Advanced Example

In the following, we will examine a more advanced example than the getting_started one. This example shows you,

  • how you can add conditions to single steps of the pipeline,
  • how you can apply online learning, and
  • how you can use subpipelines.

Online learning, Subpipelining, and Conditions in pyWATTS

When it comes to testing time-series analysis tools, it is often essential to simulate a production environment. E.g., how evolves the accuracy of a predictive maintenance method through time.

pyWATTS aims to support researchers to answer this question by providing the online learning feature.

Moreover, in pyWATTS, we can add conditions to steps. These conditions determine if a step should be executed or not. Use-cases of these features might be

  • do not perform a processing step if the resulting information already exists. E.g., if an output file already exists, or
  • only perform the step if the data meets certain criteria. E.g., a timestamp is within a certain interval.

In the following, we implement one step ahead forecast, based on the last two values. Moreover, we use a support vector regressor during daytime and during the night a linear regression.

Note

Currently, if online learning is used in a subpipeline, the outer pipeline must not use online learning.

  1. We need to import packages, which we use in the pipeline.
# For reading the data
import pandas as pd

# Sklearn regressors and preprocessing modules
from sklearn.linear_model import LinearRegression
from sklearn.preprocessing import StandardScaler
from sklearn.svm import SVR

# Import the pyWATTS pipeline and the required modules
from pywatts.core.computation_mode import ComputationMode
from pywatts.core.pipeline import Pipeline
from pywatts.callbacks import CSVCallback, LinePlotCallback
from pywatts.modules import LinearInterpolater, SKLearnWrapper, Select
  1. We create a condition function for distinguishing between day time and night time. This condition function returns true, if the time is between 8am and 8pm (daytime)
def is_daytime(x, _):
    return 8 < x.indexes["time"][0].hour < 20
  1. We create a subpipeline for preprocessing, this method takes as argument a sklearn module for scaling the data.
def create_preprocessing_pipeline(power_scaler):
    pipeline = Pipeline(path="../results/preprocessing")
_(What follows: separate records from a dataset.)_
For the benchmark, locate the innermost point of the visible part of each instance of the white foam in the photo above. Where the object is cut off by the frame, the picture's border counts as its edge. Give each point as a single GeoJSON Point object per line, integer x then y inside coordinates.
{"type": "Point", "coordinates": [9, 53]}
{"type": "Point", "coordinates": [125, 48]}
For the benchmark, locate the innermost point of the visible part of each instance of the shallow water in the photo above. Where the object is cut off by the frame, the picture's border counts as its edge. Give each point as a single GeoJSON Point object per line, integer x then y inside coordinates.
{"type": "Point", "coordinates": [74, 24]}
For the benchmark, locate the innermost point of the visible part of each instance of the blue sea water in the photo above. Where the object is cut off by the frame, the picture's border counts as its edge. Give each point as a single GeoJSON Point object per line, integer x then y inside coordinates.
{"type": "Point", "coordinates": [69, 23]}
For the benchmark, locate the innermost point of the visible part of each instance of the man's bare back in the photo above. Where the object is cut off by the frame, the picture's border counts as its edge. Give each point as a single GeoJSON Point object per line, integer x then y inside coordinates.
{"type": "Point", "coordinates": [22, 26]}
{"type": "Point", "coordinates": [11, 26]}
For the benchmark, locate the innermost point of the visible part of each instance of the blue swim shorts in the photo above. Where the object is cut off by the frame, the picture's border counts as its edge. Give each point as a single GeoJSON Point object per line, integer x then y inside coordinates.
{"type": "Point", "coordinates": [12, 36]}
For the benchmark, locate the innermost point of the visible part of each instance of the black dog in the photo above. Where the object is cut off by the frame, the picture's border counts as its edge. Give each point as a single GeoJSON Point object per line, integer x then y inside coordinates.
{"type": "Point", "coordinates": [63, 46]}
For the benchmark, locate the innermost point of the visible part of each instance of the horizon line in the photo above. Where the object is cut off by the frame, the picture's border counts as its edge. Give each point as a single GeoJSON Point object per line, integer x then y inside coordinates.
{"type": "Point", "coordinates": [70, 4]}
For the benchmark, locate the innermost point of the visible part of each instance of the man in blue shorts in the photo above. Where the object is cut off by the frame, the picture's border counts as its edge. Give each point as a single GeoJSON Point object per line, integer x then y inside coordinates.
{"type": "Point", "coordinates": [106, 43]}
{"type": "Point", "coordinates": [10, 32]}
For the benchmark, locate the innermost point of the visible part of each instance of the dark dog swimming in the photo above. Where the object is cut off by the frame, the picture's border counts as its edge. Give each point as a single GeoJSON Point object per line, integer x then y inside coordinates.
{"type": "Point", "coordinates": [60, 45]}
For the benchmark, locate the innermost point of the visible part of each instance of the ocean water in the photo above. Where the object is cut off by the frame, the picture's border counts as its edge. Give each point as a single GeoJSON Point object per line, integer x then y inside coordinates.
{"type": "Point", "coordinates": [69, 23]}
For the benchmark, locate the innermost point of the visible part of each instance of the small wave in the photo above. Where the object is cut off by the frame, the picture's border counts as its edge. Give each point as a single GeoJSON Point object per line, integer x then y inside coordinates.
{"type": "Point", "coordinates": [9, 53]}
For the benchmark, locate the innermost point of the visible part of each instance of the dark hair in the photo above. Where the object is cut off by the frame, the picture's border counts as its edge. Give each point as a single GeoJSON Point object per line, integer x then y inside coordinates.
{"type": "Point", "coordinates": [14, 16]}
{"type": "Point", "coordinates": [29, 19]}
    # Deal with missing values through linear interpolation
    imputer_power_statistics = LinearInterpolater(method="nearest", dim="time",
                                                  name="imputer_power")(x=pipeline["scaler_power"])
    # Scale the data using a standard SKLearn scaler
    scale_power_statistics = power_scaler(x=imputer_power_statistics)

    # Create lagged time series to later be used in the regression
    Select(start=-2, stop=0, step=1, name="lag_features")(x=scale_power_statistics)
    return pipeline
  1. For testing, we create a further subpipeline. This pipeline should work online. Consequently, we use the batch argument of the Pipeline constructor for specifying time intervals. This interval determines the temporal length of one batch. Since in our dataset, the data are recorded each hour, each batch consists of one element.

    Moreover, while adding the linear regression as well as the SVR module to the pipeline, we use the condition keyword and pass the daytime function specified above. This condition will be checked before executing the current step for each batch.

    Finally, when we add the power_scaler to the pipeline. We provide as input a list containing one tuple. This tuple consists of the step information from the SVR regressor and the linear regressor. The meaning of this tuple is that either the SVR or the linear regressor has to provide an output. So, in contrast, to a simple list, only one of the inputs has to be provided and is passed to the power scaler.

# This function creates the pipeline which we use for testing.
# The test pipeline works on batches with one hour
def create_test_pipeline(modules, whitelister):
    regressor_svr, regressor_lin_reg = modules

    # Create test pipeline which works on a batch size of one hour.
    pipeline = Pipeline("../results/test_pipeline", batch=pd.Timedelta("1h"))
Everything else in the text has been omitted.